The finished tool doesn't just draft a chart — it flags each drafted point HIGH or LOW confidence. Three words do the work of describing whether those flags mean anything.

Coverage is how often the system is willing to say HIGH — the share of points it stamps. Precision is how often it's right when it says HIGH. The two trade off exactly like line-calling does: a judge who only calls the balls that land a foot out is nearly always right and nearly useless; one who calls everything close is helpful and often wrong. A confidence flag is only worth something if you know both numbers.

Calibration is how the flags get honest: take points that humans have already graded, look at the signals the pipeline computes about itself — did the serve call commit? does the ball track have holes? did the striker votes conflict? — and fit those signals to the actual outcomes. Then the crucial hygiene, called leave-one-match-out: each match gets flagged by a model that never saw that match during fitting. The system never grades its own homework. When cv-15 says HIGH means "start from the draft" with 93% reliability, that 93% survived exactly this test — and the fancier tier that didn't survive it is reported dead rather than quietly deleted.

Token edit distance

The acceptance metric — the number the whole project is climbing toward.

A finished chart of a point is a string of tokens: the serve and its zone, then each shot's letter and direction, then the ending. Both charts — the machine's and the human's — get written as token lists, and the question asked is brutally practical: how many tokens would an editor have to fix — change, insert, or delete — to turn the machine's chart into the human's? That count is the token edit distance. Zero means the machine matched the volunteer exactly. A point is accepted when the distance is at most one — the chart a charter would sign after fixing at most one thing.

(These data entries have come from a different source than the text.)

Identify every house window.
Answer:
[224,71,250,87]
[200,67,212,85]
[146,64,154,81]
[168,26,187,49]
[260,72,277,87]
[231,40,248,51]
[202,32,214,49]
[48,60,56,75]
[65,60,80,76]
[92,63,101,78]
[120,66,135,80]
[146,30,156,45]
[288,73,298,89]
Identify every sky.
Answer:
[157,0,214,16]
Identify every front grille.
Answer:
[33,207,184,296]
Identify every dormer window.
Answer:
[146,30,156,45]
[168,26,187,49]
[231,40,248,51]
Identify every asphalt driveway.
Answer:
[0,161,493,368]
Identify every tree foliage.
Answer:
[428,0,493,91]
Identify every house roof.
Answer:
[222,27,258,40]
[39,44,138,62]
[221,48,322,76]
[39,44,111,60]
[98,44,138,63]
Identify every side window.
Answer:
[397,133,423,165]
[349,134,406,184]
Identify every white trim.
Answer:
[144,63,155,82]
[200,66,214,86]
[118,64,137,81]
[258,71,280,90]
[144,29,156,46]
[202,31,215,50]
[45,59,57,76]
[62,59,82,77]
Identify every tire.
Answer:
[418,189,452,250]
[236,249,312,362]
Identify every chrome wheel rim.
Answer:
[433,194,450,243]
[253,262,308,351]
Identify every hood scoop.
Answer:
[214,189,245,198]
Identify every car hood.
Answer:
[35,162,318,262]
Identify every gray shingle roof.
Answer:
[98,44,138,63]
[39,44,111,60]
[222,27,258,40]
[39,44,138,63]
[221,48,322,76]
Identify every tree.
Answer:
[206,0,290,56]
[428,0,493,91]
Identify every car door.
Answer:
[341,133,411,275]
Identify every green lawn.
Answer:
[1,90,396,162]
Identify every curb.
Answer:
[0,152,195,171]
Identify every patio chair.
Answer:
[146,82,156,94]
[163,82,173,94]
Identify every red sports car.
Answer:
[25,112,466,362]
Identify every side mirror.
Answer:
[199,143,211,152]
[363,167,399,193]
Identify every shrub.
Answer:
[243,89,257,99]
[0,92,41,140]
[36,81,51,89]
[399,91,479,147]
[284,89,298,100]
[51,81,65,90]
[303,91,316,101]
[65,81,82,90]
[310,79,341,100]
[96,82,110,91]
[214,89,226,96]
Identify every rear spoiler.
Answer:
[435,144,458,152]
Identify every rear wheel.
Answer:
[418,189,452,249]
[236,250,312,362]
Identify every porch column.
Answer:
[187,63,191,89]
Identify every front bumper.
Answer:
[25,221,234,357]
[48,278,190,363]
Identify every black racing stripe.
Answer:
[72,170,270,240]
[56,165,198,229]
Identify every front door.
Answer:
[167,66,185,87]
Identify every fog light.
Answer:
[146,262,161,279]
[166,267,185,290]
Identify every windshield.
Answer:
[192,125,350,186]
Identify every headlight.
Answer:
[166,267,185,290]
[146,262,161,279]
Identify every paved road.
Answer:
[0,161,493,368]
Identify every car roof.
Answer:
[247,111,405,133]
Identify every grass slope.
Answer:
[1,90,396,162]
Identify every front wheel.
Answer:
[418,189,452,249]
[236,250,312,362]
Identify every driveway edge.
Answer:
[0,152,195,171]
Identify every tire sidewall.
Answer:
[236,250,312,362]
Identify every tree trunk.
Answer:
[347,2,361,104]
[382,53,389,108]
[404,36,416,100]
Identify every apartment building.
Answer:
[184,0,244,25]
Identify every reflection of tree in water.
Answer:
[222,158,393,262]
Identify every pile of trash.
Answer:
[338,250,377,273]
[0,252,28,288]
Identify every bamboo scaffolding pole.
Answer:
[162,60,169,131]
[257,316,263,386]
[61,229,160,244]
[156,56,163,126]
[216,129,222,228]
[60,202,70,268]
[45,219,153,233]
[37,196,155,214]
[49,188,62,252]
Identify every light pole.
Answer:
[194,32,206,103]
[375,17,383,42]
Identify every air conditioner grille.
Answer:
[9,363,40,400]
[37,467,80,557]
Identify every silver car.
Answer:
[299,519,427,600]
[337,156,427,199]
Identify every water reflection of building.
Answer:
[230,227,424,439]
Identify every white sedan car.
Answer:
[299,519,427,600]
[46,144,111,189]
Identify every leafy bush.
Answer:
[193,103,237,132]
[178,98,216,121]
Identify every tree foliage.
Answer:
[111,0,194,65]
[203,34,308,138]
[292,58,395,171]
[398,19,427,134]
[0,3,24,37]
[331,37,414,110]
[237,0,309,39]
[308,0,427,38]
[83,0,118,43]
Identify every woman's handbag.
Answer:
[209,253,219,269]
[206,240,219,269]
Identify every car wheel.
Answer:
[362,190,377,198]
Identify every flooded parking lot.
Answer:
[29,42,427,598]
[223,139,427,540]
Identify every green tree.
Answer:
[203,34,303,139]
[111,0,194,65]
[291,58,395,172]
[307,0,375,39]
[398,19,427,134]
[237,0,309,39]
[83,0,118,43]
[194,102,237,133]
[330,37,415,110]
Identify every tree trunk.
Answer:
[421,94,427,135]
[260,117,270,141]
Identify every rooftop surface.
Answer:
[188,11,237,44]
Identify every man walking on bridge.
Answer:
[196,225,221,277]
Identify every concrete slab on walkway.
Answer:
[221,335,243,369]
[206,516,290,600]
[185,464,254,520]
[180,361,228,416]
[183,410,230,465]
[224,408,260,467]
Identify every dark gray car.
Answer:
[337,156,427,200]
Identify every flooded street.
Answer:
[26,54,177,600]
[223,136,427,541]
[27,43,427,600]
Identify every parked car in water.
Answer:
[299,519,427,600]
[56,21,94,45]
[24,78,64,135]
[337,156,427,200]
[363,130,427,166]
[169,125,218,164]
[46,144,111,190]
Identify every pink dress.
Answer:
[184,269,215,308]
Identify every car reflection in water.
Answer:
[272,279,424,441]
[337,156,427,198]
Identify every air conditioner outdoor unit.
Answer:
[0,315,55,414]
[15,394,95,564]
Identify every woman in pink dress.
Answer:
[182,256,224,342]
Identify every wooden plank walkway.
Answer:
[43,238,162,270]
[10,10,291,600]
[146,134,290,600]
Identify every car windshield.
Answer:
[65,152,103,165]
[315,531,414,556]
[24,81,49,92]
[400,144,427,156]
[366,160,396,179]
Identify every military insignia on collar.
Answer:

Two properties make it the honest metric. It grades the deliverable, not the components — server calls, rally lengths, and letters can all inch upward while no single point is actually right, and this number refuses to be fooled by that. And a refusal (?) costs exactly what an error costs, because the editor has to fix both: a shrug is an edit too. The pipeline doesn't get credit for hedging. When cv-14 reports 2.2%, that's the fraction of points a human would sign — the honest distance to the mountain top, measured in the only unit a volunteer charter cares about: corrections.